A simple solution to the MIL problem is to treat each instance in a bag as a single instance (SI) that inherits the label of its bag. Each SI in a bag are labeled with a single-instance estimator, and the bag label is reduced from some metric (mode, threshold, presence) of the SI observations. Official terms include presence based, threshold based, or count based concepts (see A two-level learning method for generalized multi-instance problems by Weidmann Nils et. al.).

This package fits into Scikit-learn cross-validation framework, and allows us to use traditional single-instance classifiers to predict on bag-level data for multiple instance labeling.

This package supports:

  1. The usage of scikit-learn estimators in a cross-validation framework for multiple-instance-labeling with bag-label inference from single-instance labels
  2. The use of scikit-learn evaluation metrics with cross-evaluation measured against the MIL problem

Motivation

scikit-learn is a popular tool for data analysis, and includes APIs for SI estimators.

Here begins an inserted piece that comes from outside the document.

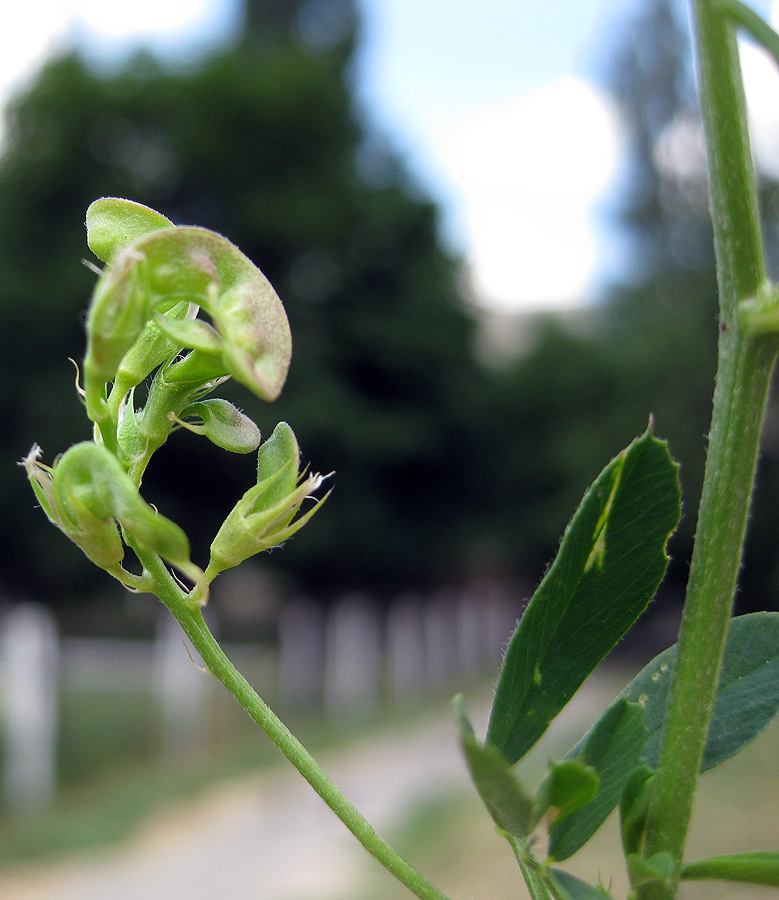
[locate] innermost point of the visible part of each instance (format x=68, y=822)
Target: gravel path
x=267, y=837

It includes a convenient API for evaluating SI estimators, namely cross_validate

This package uses sklearn's cross_validate method and extends it to MIL for SI estimators.

Usage example

# Python imports

# Third party imports
import numpy as np
from sklearn.metrics import accuracy_score, precision_score, jaccard_score
from sklearn.model_selection import ShuffleSplit
from sklearn.dummy import DummyClassifier
from sklearn.neighbors import RadiusNeighborsClassifier
from sklearn.metrics import make_scorer

# Local imports
from bag_cross_validate import cross_validate_bag, BagScorer, bags_2_si

# Global definitions

#%%

# Create some dummy data
"""Generate some dummy data
Create bags and single-instance data
A set of bags have a shape [n x (m x p)], and can be through of as an
array of bag instances.
n is the number of bags
m is the number of instances within each bag (this can vary between bags)
p is the feature space of each instance"""
n_bags = 1000
m_instances = 8 # Static number of bags
p = 5
bags = []
# 25% negative class, 75% positive class
# Bags are created with random data, of shape (n, (m,p))
labels = np.concatenate((np.ones(int(n_bags*0.5)),
                         np.zeros(int(n_bags*(1-0.5))),
                         ))
bags = np.random.randint(low=0, high=2, size=(n_bags, m_instances, p))
print("This is what a bag looks like: \n{}".format(bags[0]))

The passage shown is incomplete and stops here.